The endogenous opioid system comprises three principal opioid receptor sites in the central nervous system and in the periphery designated as μ (Mu), κ (Kappa) and δ (Delta). The pharmacological response is elicited by binding of a multitude of endogenous opioid ligands to these receptors, the principal ones being the enkephalins, endorphins, and dynorphins. The exogenous opioids/opiates exert their activity by mimicking and/or antagonizing the activity of the endogenous opioid ligands at these receptors. Since the anatomical location, distribution and function of the opioid receptors is wide and varied (Neuropharmacology, 21, 487-497; Med. Res. Rev., 11, 357-374), the pharmacological effects elicited by their agonism and antagonism are diverse as well.
The μ receptors which bind morphine and its derivatives are responsible for analgesia, respiratory and gastrointestinal functions, sedation, neuroendocrine functions and mediate opiate dependence. The δ receptors are abundant in the CNS and mediate analgesia, feeding and various hormonal functions. The κ receptors are widely distributed in the CNS, peripheral tissues, nerve endings, immune cells, etc., and are responsible for functions including analgesia, gastrointestinal functions like food intake, gut motility, water balance, thermoregulation and various neuroendocrine functions. (J. Pharmacol. Exp. Ther. 234, 463-469; Peptides 4, 797-800; Goodman and Gilman's The Pharmacological Basis of Therapeutics (11th Edition) Chapter 21, Pp 547-590). It should further be noted that the κ receptors are also widely distributed in peripheral tissues, nerve endings and immune cells, etc.
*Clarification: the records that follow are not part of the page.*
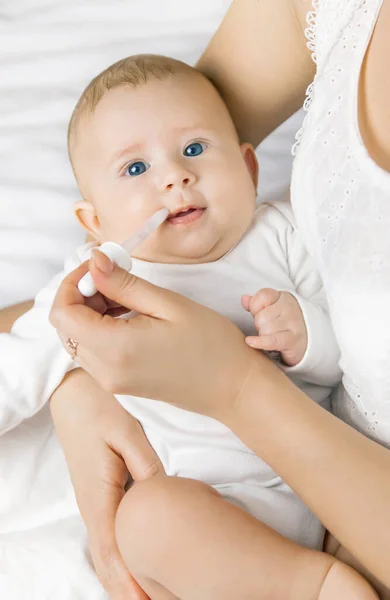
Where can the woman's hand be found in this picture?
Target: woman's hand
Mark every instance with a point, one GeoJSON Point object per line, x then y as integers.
{"type": "Point", "coordinates": [175, 350]}
{"type": "Point", "coordinates": [102, 443]}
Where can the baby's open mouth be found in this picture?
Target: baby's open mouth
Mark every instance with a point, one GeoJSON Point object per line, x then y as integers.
{"type": "Point", "coordinates": [186, 216]}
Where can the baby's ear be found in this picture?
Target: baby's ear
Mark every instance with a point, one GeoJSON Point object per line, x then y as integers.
{"type": "Point", "coordinates": [251, 161]}
{"type": "Point", "coordinates": [86, 215]}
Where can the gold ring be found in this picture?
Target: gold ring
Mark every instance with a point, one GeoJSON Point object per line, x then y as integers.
{"type": "Point", "coordinates": [72, 345]}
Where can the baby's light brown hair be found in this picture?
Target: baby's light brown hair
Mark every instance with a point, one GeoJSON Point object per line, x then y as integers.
{"type": "Point", "coordinates": [133, 70]}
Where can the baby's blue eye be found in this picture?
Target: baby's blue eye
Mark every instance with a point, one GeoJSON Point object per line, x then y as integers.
{"type": "Point", "coordinates": [194, 149]}
{"type": "Point", "coordinates": [137, 168]}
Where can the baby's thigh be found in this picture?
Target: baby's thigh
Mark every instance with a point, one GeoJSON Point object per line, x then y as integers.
{"type": "Point", "coordinates": [276, 505]}
{"type": "Point", "coordinates": [334, 548]}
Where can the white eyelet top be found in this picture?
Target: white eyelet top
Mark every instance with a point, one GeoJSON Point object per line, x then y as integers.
{"type": "Point", "coordinates": [341, 200]}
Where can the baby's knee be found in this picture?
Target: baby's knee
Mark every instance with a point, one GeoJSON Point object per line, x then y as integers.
{"type": "Point", "coordinates": [152, 512]}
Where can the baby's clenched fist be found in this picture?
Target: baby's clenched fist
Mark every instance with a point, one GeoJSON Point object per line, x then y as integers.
{"type": "Point", "coordinates": [279, 321]}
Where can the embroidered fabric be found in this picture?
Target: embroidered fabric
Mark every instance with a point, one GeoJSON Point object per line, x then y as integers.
{"type": "Point", "coordinates": [341, 199]}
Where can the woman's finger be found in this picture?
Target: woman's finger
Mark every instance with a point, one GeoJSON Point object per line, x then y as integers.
{"type": "Point", "coordinates": [73, 318]}
{"type": "Point", "coordinates": [132, 443]}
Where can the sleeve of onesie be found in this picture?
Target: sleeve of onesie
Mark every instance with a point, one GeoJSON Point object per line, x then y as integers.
{"type": "Point", "coordinates": [320, 364]}
{"type": "Point", "coordinates": [33, 361]}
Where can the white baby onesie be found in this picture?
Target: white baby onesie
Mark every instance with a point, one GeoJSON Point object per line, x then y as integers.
{"type": "Point", "coordinates": [270, 254]}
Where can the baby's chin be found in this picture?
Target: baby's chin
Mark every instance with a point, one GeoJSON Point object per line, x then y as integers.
{"type": "Point", "coordinates": [186, 254]}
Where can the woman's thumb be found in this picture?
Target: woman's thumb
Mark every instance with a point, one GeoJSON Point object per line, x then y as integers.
{"type": "Point", "coordinates": [126, 289]}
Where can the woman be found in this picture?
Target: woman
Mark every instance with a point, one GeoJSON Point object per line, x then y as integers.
{"type": "Point", "coordinates": [340, 192]}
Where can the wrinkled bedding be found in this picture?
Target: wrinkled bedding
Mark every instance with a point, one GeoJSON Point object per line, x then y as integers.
{"type": "Point", "coordinates": [50, 49]}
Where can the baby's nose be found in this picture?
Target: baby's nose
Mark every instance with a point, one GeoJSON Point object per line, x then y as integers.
{"type": "Point", "coordinates": [179, 178]}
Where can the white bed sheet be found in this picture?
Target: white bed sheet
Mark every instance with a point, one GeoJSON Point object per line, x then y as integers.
{"type": "Point", "coordinates": [50, 49]}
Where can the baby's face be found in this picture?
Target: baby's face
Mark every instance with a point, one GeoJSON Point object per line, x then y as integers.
{"type": "Point", "coordinates": [166, 144]}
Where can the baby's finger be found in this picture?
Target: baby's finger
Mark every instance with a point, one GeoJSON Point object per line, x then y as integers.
{"type": "Point", "coordinates": [246, 301]}
{"type": "Point", "coordinates": [263, 298]}
{"type": "Point", "coordinates": [277, 341]}
{"type": "Point", "coordinates": [268, 320]}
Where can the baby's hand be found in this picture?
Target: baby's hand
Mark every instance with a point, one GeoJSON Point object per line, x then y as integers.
{"type": "Point", "coordinates": [279, 321]}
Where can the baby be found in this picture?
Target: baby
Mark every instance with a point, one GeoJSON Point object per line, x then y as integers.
{"type": "Point", "coordinates": [149, 133]}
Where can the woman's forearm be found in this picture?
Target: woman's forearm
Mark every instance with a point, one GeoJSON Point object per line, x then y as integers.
{"type": "Point", "coordinates": [262, 81]}
{"type": "Point", "coordinates": [9, 314]}
{"type": "Point", "coordinates": [341, 475]}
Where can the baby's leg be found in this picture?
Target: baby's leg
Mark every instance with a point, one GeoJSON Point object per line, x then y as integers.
{"type": "Point", "coordinates": [183, 537]}
{"type": "Point", "coordinates": [334, 548]}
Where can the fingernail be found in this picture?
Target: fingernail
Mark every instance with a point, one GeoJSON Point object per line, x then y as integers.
{"type": "Point", "coordinates": [101, 261]}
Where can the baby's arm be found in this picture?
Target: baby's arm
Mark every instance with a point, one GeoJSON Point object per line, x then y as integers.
{"type": "Point", "coordinates": [296, 322]}
{"type": "Point", "coordinates": [33, 361]}
{"type": "Point", "coordinates": [279, 321]}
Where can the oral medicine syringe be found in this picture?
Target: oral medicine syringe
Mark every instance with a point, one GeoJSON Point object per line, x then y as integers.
{"type": "Point", "coordinates": [120, 253]}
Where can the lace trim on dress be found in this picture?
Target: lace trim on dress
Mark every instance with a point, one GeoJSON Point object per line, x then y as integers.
{"type": "Point", "coordinates": [311, 37]}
Pharmacologic studies with receptor selective ligands have shown that analgesia can be produced by selective activation of each of the three types of opioid receptors. Most clinically used opioid analgesics, such as morphine and codeine act as μ receptor agonists. These opioids are known to feature undesirable and potentially dangerous dependence forming side effects. The κ opioid receptors, on the other hand have attracted special attention because their selective activation can produce analgesia without causing dependence and respiratory depression that is typically associated with μ receptor activation by morphine (Pharmaceutica Acta Helvetiae, 74, 2-3, Pp 337-344).
The opioid receptors are members of the superfamily of G-protein-coupled receptors (GPCRs). An agonist binding to the κ receptor activates the intracellularly associated G protein, which decreases Ca2+ channel conductance or inhibits adenylyl cyclase (AC). In addition to analgesia, potential applications of κ selective agonists include treating conditions, such as diuresis (Pharmacology Biochemistry and Behavior, 65, 1, Pp 53-59), eating disorders, motion sickness, and neuroprotection (Peptides 29, 12, Pp 2292-2375), among other disorders. Therefore, the κ receptors represent important therapeutic targets. Ligands selective for the κ receptors can serve as important pharmacologic tools. For example, such compounds can be used in competition assays to determine the relative specificity and selectivity of other compounds for the κ receptor, as well as for μ and δ receptors.
Various different classes of compounds featuring KOR agonist activity have been described in the art including the following:
U.S. Pat. No. 7,112,598 describes 2-phenylbenzothiazoline derivatives as KOR agonists.
U.S. Pat. No. 5,681,830 describes diarylmethyl piperazine compounds having utility as exogenous receptor combinant species for binding with opioid receptors such as kappa receptors.
European Patent No. 0 663 401 describes morphinan derivatives as selective KOR agonists and their application as an analgesic, diuretic, antitussive and brain cell protective agent.
The κ opioid receptor (also known as KOR) modulation has also been reported to be useful in the treatment of arthritis (Life Sciences, 57, 4, Pp 371-378), hypertension, pain, particularly pain which is inflammatory in origin and post-operative pain, (European Journal of Pharmacology, 429, 1-3, Pp 79-91) inflammation, migraine, inflammatory disorders of the gastrointestinal tract, psoriasis, and irritable bowel syndrome (IBS), Parkinsonism, (European Journal of Pharmacology, 396, 2-3, Pp 101-107, Molecular Brain Research, 44, 1, Pp 12-20) and stroke.